Hace mucho tiempo dejé de creer en la posibilidad de que exista la dieta perfecta.
La culpa de mi falta de fe la tienen todos esos expertos que saltan al ring cada vez que sale a cuento el tema. Los veganos le dan de patadas a los paleolíticos, los vegetarianos le pican los ojos a los macrobióticos y los frutarianos no paran hasta poder aplicarle una quebradora a los ayurvédicos, mientras que el público, es decir, los que no comemos según marcan los regímenes en pugna, escuchamos con los dedos cruzados para no amanecer tiesos al día siguiente por lo “mal” que comemos.
Además de un puntito de preocupación, esta discusión me deja tres certezas: 1) nunca acabará, porque todos los debatientes tienen “los argumentos científicos” para defender su postura; 2) mejorar la alimentación es más sencillo de lo que parece; y, 3) la forma en que nos alimentamos se relaciona con la manera en que entendemos y habitamos el mundo. Me explico.
¿A qué le decimos sí cuando nos comemos un pollo a las brasas? De entrada, a un alimento producido en granjas que crían y matan aves en condiciones infernales. A éstas hay que sumar la transportación, refrigeración, distribución, venta en anaquel, traslado a casa y el asado del pollo con carbón vegetal. Si usted fuera un pollo o una gallina, ¿qué pensaría y desearía para quien trata de esa manera a sus emplumados parientes?
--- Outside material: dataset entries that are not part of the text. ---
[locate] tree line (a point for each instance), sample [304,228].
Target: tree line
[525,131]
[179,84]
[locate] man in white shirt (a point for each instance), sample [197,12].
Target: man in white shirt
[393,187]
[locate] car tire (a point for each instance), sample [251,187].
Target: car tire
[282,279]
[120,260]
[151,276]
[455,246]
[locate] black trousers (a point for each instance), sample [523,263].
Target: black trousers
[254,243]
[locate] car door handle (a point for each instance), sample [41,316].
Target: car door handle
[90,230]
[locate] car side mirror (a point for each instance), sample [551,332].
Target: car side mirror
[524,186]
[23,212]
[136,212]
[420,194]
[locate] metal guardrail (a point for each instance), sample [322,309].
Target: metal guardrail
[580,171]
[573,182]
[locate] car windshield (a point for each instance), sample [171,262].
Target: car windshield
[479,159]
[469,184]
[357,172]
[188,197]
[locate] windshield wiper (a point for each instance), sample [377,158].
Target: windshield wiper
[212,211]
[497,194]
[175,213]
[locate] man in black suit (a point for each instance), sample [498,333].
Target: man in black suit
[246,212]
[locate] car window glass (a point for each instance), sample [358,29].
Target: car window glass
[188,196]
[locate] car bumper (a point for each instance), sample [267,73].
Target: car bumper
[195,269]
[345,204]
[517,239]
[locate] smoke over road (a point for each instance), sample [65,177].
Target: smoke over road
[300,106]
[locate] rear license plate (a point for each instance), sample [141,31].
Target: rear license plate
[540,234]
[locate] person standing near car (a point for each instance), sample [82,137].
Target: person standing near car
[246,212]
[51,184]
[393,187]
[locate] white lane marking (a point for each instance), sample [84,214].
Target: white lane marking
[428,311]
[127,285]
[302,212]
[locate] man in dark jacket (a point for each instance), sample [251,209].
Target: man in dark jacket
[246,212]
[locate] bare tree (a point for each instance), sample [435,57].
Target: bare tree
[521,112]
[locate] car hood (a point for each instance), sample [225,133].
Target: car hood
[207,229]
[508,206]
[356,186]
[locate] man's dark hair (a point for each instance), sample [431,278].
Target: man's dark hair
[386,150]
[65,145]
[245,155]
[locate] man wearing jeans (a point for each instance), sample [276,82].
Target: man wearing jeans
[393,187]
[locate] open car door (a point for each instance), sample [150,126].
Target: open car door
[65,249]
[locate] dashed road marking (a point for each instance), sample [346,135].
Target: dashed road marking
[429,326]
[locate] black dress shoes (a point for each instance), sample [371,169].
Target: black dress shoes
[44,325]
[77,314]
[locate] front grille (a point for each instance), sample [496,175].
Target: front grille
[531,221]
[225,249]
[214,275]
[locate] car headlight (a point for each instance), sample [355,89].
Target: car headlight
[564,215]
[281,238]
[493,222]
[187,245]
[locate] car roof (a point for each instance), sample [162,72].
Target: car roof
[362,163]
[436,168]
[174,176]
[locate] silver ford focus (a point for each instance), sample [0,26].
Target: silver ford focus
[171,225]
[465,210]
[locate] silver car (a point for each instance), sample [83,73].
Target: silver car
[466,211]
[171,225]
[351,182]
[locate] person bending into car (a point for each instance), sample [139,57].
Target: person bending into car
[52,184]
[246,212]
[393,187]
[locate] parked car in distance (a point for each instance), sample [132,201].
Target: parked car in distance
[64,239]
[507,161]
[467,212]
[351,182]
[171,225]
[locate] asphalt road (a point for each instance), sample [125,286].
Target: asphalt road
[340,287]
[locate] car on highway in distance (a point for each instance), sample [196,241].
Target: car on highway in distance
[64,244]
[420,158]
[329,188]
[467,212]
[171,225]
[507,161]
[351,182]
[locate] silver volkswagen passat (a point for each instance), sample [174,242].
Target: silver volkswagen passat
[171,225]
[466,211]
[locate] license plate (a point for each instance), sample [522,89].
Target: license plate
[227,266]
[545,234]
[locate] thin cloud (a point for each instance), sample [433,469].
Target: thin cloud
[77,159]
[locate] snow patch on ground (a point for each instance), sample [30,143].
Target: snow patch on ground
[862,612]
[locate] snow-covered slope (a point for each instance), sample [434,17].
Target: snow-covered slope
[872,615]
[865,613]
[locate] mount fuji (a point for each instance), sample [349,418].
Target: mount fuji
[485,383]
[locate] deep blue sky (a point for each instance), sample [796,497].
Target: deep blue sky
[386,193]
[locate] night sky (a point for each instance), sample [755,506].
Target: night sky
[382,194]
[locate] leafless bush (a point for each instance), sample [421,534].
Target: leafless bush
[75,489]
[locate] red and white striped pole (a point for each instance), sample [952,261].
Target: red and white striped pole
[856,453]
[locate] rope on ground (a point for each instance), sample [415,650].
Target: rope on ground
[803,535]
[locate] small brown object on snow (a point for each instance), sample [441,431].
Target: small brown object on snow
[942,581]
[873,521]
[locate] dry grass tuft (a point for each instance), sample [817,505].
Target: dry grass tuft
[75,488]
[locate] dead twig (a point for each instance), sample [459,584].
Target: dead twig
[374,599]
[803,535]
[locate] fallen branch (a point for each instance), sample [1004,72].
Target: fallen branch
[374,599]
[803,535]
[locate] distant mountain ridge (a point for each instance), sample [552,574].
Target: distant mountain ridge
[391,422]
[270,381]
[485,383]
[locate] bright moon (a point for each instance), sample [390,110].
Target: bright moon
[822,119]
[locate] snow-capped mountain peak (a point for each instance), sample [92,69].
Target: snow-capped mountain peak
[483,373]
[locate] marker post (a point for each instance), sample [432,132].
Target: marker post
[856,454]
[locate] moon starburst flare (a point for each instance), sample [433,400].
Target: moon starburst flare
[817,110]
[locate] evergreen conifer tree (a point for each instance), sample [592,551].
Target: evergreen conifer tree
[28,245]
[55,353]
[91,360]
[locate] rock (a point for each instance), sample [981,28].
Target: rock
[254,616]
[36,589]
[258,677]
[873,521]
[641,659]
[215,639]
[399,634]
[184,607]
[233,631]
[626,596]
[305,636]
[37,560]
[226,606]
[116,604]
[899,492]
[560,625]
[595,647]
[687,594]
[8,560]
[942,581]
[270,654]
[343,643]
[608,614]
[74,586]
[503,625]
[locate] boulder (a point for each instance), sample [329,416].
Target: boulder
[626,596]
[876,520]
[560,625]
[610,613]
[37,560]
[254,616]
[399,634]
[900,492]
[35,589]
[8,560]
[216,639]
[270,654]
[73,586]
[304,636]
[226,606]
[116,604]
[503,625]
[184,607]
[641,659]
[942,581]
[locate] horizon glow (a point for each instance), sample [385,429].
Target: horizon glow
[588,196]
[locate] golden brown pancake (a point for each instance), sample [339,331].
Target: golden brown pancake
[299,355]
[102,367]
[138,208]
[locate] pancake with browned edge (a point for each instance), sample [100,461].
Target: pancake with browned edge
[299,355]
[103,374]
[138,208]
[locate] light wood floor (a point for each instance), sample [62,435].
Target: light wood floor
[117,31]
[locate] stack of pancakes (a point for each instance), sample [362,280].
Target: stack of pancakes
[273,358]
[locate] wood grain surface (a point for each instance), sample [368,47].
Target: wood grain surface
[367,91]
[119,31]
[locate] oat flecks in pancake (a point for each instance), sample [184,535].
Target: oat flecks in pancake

Visto así, como dice Charles Eisenstein, “comer es un acto político, ya que tiene consecuencias que trascienden por mucho el ámbito individual. […] La idea del karma parte de esta afirmación y va un paso más allá. […] Todos esos efectos acaban regresando a uno”.
No es que en “nuestras vidas futuras” vayamos a experimentar lo mismo que sufrió cada pollo que comimos. Según Eisenstein: “Las causas y los efectos no tiene una correspondencia de uno a uno; más bien, las causas se combinan de formas muy complejas para crear experiencias”, que nos debieran llevar a preguntar: ¿a qué le estoy diciendo sí con esta comida?
Cada vez que comemos nos comemos todo lo que ha sucedido para que ese alimento llegue hasta nuestra mesa, y con ello aceptamos y afirmamos una determinada versión del mundo.
Sobre el fin y objetivos de El yoga del comer, de Eisenstein, le hablaré en mi siguiente entrega.